In the broader market, the FBM100 Index mirrored the FBMKLCI’s modest increase, returning 1.9% QoQ. Conversely, the FBM Small Cap Index suffered significant losses of -10.0%, driven by a risk-off sentiment. This shift resulted in a clear movement from small caps to large caps, particularly in defensive segments, influenced by external factors and profit-taking.
As we move into the final quarter of 2024, we believe that the local equity market will continue to outperform its regional peers. Ongoing infrastructure and data center investments, coupled with effective domestic policy reforms, are expected to play a significant role.

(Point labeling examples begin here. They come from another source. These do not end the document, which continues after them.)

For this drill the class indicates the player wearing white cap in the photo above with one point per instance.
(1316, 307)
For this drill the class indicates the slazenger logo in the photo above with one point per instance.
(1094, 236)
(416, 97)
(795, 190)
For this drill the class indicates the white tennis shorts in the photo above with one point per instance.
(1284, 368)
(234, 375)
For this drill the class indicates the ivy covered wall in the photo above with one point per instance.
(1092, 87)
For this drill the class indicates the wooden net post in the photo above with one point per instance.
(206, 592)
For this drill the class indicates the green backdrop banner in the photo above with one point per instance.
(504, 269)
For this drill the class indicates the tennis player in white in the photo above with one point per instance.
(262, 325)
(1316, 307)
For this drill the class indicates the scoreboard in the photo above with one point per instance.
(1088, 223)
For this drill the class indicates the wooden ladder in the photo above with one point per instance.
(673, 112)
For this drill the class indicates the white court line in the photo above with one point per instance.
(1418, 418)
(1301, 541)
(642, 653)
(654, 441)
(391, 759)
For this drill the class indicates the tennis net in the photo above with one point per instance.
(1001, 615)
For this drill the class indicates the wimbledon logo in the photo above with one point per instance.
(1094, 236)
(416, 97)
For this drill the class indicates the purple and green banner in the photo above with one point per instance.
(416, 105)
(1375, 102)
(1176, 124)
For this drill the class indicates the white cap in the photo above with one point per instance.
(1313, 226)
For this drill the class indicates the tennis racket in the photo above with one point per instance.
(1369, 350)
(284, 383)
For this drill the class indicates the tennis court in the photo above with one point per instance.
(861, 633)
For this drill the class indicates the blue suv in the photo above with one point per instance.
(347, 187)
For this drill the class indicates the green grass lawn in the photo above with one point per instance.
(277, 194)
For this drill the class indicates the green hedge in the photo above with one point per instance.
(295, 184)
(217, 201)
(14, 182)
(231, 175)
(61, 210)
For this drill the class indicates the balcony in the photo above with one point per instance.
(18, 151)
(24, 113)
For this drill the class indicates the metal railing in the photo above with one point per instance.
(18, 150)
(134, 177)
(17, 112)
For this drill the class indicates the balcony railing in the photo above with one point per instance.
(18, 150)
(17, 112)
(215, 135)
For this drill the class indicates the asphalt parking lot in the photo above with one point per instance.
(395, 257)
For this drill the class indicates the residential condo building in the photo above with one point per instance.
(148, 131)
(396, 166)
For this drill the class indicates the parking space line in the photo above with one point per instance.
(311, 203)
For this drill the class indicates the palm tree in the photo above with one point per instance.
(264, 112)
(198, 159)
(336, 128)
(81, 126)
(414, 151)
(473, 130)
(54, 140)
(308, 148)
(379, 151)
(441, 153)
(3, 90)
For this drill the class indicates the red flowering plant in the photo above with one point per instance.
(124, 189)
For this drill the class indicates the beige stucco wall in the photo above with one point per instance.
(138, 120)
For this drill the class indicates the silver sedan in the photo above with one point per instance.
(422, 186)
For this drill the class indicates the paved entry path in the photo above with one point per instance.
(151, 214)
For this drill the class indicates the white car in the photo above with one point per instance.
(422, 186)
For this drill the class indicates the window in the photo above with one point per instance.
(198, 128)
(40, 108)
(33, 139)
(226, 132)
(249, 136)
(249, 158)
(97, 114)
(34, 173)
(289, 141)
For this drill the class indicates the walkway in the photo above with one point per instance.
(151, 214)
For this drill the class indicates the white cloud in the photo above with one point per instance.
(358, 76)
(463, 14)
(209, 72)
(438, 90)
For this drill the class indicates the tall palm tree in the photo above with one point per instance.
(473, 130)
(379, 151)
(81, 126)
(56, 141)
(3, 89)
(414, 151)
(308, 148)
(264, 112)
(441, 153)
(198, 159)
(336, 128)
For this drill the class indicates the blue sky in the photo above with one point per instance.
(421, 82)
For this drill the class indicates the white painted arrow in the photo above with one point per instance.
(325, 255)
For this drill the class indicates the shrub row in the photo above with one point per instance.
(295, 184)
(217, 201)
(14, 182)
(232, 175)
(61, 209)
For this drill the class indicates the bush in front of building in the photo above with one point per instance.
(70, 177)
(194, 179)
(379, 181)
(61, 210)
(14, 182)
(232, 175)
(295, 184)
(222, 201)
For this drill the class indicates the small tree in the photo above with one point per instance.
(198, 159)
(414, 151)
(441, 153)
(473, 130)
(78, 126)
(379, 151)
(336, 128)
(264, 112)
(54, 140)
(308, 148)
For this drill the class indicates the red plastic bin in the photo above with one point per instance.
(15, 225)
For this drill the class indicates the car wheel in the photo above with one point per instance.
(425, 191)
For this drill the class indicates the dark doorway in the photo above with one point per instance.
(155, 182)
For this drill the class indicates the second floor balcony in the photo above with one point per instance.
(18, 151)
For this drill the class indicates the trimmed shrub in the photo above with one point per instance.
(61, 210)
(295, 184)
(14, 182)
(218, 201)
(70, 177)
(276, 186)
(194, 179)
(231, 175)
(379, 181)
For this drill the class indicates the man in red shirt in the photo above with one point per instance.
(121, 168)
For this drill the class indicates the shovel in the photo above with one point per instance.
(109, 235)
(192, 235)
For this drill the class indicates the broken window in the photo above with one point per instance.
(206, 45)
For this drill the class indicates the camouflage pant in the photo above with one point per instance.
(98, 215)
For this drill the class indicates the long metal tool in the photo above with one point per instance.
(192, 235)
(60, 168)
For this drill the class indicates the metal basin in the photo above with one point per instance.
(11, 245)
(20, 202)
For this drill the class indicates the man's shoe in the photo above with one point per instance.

Additionally, the market's performance is likely to be supported by attractive dividend yields, a strengthening MYR, and a rebound in domestic consumption. These combined elements are poised to create a robust and dynamic market outlook for the latter part of the year.
Source: Bloomberg, as of 30 September 2024. Past performance is not necessarily indicative of future performance
Fixed income market
The UST experienced a bullish start to the quarter, driven by heightened expectations of faster and larger Fed rate cuts following the release of soft inflation figures and weak labor market data in the US. This resulted in significant yield decreases. The rally extended from early July until mid-September, with bullish momentum peaking when the Fed implemented a higher-than-expected 50 bps cut in the Fed Funds rate. After this cut, bond yields began to rise. Overall, UST yields bull steepened, with the 2-year, 5-year, and 10-year UST yields falling by -111 bps, -82 bps, and -62 bps respectively, closing the quarter at 3.64%, 3.56%, and 3.78%.
In the local market, the movements of the MGS yield curve mirrored those of the UST, albeit to a lesser degree. The 3-year, 5-year, and 10-year MGS yields fell by 20 bps, 15 bps, and 15 bps, ending the quarter at 3.33%, 3.50%, and 3.71% respectively.
Against the backdrop of steady growth and manageable inflation, we expect BNM to maintain the OPR at 3.00% for the remainder of the year. This stable policy rate is likely to anchor local bond yields. However, in the absence of strong local catalysts, the local bond market is expected to be influenced by external factors such as the trajectory and pace of US rate cuts. Additionally, geopolitical tensions and the upcoming US elections are anticipated to heighten market volatility in the coming months. On balance, we hold a neutral to mildly bullish outlook on the Malaysian bond market, driven by positive sentiment from the commencement of the global rate cut cycle and expectations of a stronger MYR, which could attract foreign inflows.